Student leaders are decrying federal government cuts that could mean 6,000 fewer student jobs across the country this summer.
The cuts were part of the Conservative government's redesign of the Liberal-created Summer Career Placement Program, which allows employers to apply for funding to hire students for the summer months. The redesign--renamed the Canada Summer Jobs program--is budgeted at $86 million, $11 million less than the Liberal program.
According to the Service Canada website, the new program gives priority to proposals which will employ students who face barriers to employment like disabled and Aboriginal students, or students in areas with high youth unemployment rates. The program is also meant to give students career-related work experience and favours non-profit organizations including those with social, community, health or environmental mandates.
Canadian Alliance of Student Associations national director Phillippe Ouellette said Calgary students may notice negative changes since the funding focuses on areas with weaker economies.
"There is a big labour market in Alberta, but how many people are working in their field of study?" questioned Ouellette. "You could go and get a job at McDonalds and you would make a lot of money, but is it in your field? No."
Ouellette noted that originally the government proposed cutting funding to the program by half, but after meetings with CASA they cut funding by about a quarter.

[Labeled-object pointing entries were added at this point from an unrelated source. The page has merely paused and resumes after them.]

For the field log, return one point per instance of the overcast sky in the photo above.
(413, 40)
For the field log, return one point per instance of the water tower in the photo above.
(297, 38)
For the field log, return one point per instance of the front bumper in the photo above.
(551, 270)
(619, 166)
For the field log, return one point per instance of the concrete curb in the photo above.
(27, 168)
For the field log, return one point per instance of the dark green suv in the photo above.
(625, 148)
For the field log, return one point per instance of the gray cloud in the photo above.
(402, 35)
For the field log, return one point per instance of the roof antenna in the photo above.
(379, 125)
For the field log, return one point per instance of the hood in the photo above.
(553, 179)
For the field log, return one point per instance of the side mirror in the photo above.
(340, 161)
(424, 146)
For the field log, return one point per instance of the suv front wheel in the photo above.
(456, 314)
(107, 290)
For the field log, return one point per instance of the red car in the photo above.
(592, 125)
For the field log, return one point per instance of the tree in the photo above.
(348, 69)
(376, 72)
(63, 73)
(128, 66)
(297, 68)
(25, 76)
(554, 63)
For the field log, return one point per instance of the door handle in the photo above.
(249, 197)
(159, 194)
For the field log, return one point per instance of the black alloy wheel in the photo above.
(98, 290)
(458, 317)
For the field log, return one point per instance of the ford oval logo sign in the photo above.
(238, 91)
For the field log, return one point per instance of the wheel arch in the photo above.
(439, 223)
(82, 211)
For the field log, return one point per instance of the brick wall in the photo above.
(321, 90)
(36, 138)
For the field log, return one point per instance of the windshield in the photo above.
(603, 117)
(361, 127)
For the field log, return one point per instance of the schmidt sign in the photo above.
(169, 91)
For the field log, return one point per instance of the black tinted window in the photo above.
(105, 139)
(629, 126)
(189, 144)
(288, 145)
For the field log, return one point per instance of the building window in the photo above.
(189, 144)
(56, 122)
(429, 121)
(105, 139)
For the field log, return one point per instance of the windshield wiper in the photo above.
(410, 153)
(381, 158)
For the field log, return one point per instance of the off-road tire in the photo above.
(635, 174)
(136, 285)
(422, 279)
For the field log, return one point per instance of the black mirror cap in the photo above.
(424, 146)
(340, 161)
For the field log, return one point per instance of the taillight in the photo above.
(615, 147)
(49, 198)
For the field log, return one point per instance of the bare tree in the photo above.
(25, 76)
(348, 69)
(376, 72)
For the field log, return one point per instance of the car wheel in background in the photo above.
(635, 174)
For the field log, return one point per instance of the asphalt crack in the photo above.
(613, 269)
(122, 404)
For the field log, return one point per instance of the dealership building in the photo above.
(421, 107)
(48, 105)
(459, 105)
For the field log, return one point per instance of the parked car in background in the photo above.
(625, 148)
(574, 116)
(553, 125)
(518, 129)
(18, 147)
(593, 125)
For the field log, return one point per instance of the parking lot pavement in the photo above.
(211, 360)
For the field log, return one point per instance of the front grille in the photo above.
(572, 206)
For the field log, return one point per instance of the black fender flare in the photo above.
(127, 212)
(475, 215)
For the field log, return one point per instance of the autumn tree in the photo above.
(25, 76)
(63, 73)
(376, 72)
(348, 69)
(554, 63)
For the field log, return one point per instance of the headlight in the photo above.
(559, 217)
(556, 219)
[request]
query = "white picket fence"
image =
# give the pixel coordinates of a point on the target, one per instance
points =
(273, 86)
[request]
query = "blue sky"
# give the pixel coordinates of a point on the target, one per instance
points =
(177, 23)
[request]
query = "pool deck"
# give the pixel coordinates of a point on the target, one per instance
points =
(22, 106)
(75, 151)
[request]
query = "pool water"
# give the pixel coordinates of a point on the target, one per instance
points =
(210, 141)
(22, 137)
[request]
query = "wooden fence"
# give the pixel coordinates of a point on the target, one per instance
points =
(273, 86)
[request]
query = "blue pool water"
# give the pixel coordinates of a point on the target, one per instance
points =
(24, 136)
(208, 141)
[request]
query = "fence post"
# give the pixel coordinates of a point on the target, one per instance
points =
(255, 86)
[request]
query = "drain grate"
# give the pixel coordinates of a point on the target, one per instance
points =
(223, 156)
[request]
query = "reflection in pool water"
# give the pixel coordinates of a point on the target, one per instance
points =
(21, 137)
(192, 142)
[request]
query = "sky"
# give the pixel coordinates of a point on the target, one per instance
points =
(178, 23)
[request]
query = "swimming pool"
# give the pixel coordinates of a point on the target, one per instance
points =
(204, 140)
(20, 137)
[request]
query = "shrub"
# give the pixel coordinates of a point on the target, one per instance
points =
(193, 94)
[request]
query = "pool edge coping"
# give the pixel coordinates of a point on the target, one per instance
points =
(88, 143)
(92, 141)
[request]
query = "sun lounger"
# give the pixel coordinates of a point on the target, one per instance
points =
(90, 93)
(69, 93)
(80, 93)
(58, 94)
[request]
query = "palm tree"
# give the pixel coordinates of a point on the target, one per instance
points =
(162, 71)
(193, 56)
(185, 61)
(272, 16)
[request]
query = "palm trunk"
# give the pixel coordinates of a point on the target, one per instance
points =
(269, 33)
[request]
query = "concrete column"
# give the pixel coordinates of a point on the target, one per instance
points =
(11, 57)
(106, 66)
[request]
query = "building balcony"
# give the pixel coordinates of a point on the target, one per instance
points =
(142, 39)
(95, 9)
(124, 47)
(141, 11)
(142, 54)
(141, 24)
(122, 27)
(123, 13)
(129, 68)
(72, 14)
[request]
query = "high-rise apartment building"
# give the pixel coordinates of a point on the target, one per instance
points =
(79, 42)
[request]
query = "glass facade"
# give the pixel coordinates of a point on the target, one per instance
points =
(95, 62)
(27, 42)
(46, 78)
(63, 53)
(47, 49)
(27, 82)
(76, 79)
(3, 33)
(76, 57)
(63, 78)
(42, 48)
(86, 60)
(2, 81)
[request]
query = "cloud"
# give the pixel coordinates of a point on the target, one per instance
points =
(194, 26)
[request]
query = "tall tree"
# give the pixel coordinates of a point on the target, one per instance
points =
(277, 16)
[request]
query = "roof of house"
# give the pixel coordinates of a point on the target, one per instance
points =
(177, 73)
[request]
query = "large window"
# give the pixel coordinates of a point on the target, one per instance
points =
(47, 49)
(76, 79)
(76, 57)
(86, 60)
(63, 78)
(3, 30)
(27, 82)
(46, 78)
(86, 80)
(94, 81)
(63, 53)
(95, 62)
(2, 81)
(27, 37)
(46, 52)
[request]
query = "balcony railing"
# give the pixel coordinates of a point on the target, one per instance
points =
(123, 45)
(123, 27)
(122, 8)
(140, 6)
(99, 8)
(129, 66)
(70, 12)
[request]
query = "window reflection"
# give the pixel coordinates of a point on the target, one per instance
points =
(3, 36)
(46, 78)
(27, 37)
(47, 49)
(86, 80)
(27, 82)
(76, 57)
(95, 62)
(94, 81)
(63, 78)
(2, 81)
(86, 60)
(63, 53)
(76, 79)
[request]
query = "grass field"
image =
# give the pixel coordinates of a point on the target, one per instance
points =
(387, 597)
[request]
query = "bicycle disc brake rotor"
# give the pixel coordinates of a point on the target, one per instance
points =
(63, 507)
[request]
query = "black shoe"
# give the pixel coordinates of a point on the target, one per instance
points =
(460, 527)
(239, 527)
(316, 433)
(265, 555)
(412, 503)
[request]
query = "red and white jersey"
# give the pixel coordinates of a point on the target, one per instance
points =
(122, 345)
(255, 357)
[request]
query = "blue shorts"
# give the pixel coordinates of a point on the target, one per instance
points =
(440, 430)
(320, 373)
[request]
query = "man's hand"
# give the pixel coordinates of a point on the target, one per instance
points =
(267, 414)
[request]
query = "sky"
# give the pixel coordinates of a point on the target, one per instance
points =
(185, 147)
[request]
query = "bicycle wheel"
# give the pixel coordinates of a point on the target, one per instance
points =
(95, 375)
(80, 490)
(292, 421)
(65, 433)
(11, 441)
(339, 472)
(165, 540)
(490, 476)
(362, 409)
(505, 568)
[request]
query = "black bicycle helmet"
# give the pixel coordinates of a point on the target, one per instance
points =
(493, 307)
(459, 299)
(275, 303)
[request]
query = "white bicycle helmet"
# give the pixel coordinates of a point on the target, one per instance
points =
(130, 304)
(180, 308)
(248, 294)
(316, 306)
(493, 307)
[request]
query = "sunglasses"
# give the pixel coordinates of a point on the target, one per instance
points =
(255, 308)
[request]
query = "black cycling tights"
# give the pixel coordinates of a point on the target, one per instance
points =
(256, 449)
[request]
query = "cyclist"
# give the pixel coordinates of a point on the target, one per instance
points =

Despite the compromise, Ouellette said CASA will continue to press the issue when they meet with Minister of Human Resources Monte Solberg sometime after the budget is released March 20.
"This is a shift away from what [the Conservative party] has provided lip service for," he said, referring to the government's commitment to post-secondary education.
Student leaders at the University of Calgary are also concerned with the logistics of applying for the newly created program, the details of which were announced the week of March 5.
"My other concern is that people will have no time for the application process," said Students' Union vice-president external Julie Labonte. "Usually, businesses have two to three months, and now it's only three to four weeks."
Labonte said she is worried that if businesses don't apply for the Canada Summer Jobs program because of the tight deadline, funding to the program could be further cut next year.
Neither Calgary West MP Rob Anders nor Minister of Human Resources Monte Solberg returned phone calls before deadline.